In January, the entire 787 fleet was grounded until April due to battery problems; in early July, a 777 being used by Asiana Airlines crash-landed at a San Francisco airport; then, there was a botched landing of a smaller Southwest (NYSE:LUV) 737 jet; and finally, there was the emergency beacon problem that resulted in a fire on an Ethiopian Airlines-operated 787 at London’s Heathrow Airport.
But according to Boeing, the 787 Dreamliners, which are now back in service, are safer than they ever have been. Why would the company make that claim? Because Boeing is monitoring all its 787 Dreamliners around the clock, using sophisticated systems that can track the conditions of many components on the jets. However, these systems had already been on the Dreamliners, and didn’t prevent the past problems, which may be a point of contention.
NPR was given a tour of the new 787 Operations Control Center in Everett, Washington, where Boeing Vice President Mike Fleming showed off the company’s new monitoring systems. Having delivered about 70 Dreamliners so far, the planes now sport equipment that sends massive amounts of data back to the station while the Dreamliner is in the air. Computer software takes the data and runs them through a complex system so the airline can be warned of any potential problems.

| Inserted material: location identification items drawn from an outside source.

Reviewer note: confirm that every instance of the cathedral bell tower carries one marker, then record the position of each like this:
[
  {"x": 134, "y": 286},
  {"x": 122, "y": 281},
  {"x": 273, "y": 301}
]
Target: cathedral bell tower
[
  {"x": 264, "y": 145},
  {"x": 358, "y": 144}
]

If a problem is found by the system, it is displayed on giant computer screens in either yellow or red text. Fleming explained to NPR that red, for example, means “There is a maintenance action that needs to go out and be cleared on the airplane before you have it depart,” grounding the plane until problem is fixed.
The real-time monitoring also has the added benefit of streamlining the process of replacing parts when needed — something Andy Beadle, a procurement agent at Boeing, thinks will save him lots of time. ”Getting a head start on things, it’s kind of a dream come true because I get four or five hours that I normally never got in the past,” he said to NPR.
In the most extreme situations, the real-time monitoring system can even be used so that pilots can talk directly to Boeing experts while in flight.
While NPR notes that real-time airplane monitoring is not new, the sheer amount of data being reviewed and the system’s overall sophistication surely should prove useful, and Boeing will likely be keeping a more watchful eye on its jets. On a larger scale, Boeing is also able to track data from all flights, potentially allowing Boeing to discern trends — something NPR points out is sure to put Boeing a little more at ease with the 787s flying out again in full force.
So while Boeing would probably like to forget the past year, it looks like the fact the company didn’t will definitely put potential flyers more at ease.
Editor’s Note: This post has been updated to reflect the correct plane model. An update has also been made to do away with the confusion that the monitoring technology is a new one. While Boeing’s technology has existed for a while, the company is setting up a new system to make its use more widespread. We apologize for the confusion.